Ob man in Filmbesprechungen das Ende verraten darf, ist arg umstritten und wenn es denn so kommt, bringt es die meisten LeserInnen auf die Palme. Bei Michael Hanekes Film Caché stellt sich diese Frage erst gar nicht, denn am Ende wissen die ZuschauerInnen - zumindest was die Frage nach dem »Täter« angeht - genau so wenig wie vor dem Kinobesuch. Dabei könnte der Plot ebenso gut das Setting für einen Horrorfilm nach Schema F sein: Der erfolgreiche Fernsehmoderator Georges Laurent erhält Videobänder, die dokumentieren, dass er und seine Familie beobachtet werden. Hinzu kommen blutrünstige Kinderzeichnungen. Man erwarte aber nicht, dass zum Schluss ein geistesgestörter Killer zum Showdown in das Haus eindringt, bis in letzter Minute die Rettung naht. Der »Horror« von Caché spielt sich an anderer Front ab.
Eine Filmaufnahme seines Elternhauses unter den Videos bringt Georges schließlich auf die Spur des vermeintlichen Beobachters und führt zu dem, was der Titel Caché (Versteckt) schon ankündigt: Er beginnt, die Ereignisse seiner Kindheit und die ominösen Videobänder vor Familie und Freunden zu verbergen und das Misstrauen breitet sich aus. Langsam bröckelt die Fassade der Durchschnittsfamilie, aber was der Film beobachtet, sind keine gut sichtbaren Brüche, sondern kleine Risse.
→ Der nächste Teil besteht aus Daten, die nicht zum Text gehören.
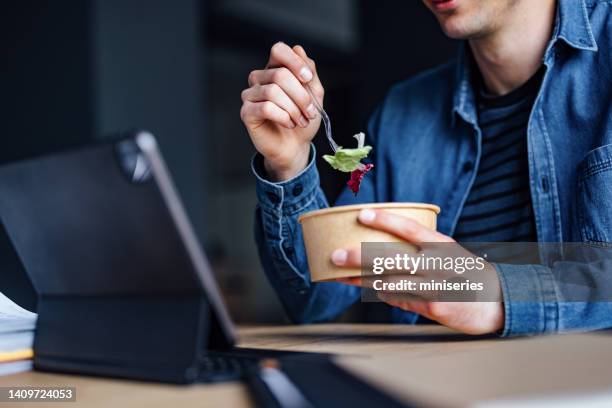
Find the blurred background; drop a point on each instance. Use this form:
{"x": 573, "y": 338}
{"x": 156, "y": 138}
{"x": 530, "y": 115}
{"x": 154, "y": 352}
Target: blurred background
{"x": 77, "y": 71}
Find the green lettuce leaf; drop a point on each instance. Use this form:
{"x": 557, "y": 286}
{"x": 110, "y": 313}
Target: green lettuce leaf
{"x": 347, "y": 160}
Georges' Versteckspiel kommt einem Schuldeingeständnis gleich und ZuschauerInnen und Familie beginnen sich zu fragen, wer hier eigentlich Täter und wer Opfer ist.
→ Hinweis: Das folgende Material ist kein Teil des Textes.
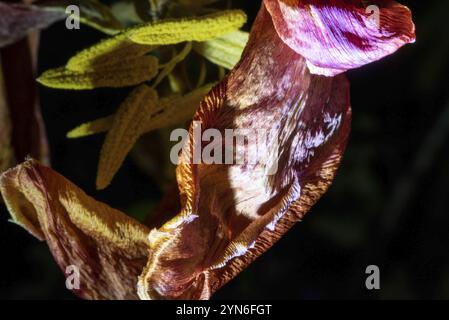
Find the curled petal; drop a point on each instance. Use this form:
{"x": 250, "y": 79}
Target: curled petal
{"x": 337, "y": 35}
{"x": 109, "y": 248}
{"x": 232, "y": 213}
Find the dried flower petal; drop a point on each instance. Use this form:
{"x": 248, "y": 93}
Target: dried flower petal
{"x": 338, "y": 35}
{"x": 233, "y": 213}
{"x": 108, "y": 247}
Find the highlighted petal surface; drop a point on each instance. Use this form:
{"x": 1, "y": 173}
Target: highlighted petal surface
{"x": 337, "y": 35}
{"x": 232, "y": 213}
{"x": 109, "y": 248}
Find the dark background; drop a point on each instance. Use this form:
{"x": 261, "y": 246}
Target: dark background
{"x": 389, "y": 205}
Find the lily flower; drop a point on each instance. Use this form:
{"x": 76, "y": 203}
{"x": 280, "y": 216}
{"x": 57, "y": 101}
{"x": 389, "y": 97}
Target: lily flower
{"x": 288, "y": 83}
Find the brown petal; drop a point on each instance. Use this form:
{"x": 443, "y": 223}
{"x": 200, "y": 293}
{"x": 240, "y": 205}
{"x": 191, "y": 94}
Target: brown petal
{"x": 109, "y": 248}
{"x": 337, "y": 35}
{"x": 233, "y": 213}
Ebenso wie die ProtagonistInnen müssen die KinobesucherInnen bald zweifeln, welchen Bildern sie noch trauen können, denn Haneke spielt immer wieder geschickt mit dem Film im Film und schneidet zusätzlich Szenen aus Georges' Kindheit dagegen. Ob das Erinnerungen des Moderators sind und wie früh er ahnt, woher der »Angriff« auf seine Wohlstandsfamilie kommen mag, bleibt im Dunkeln.
Wer in diesem Film ein spannendes Psychodrama erwartet, das einen zum ängstlichen Nägelkauen im Kinosessel antreibt, wird enttäuscht werden. Caché schildert minutiös den Einbruch einer unsichtbaren Bedrohung in ein routiniertes Familienleben ohne psychologische Deutungen zu bieten, während die Kamera fast ebenso außen vor zu bleiben scheint, wie die des unbekannten Videofilmers.
Caché. Frankreich/Österreich/Deutschland/Italien 2005. Regie: Michael Haneke. DarstellerInnen: Daniel Auteuil, Juliette Binoche, Maurice Benichou u.a.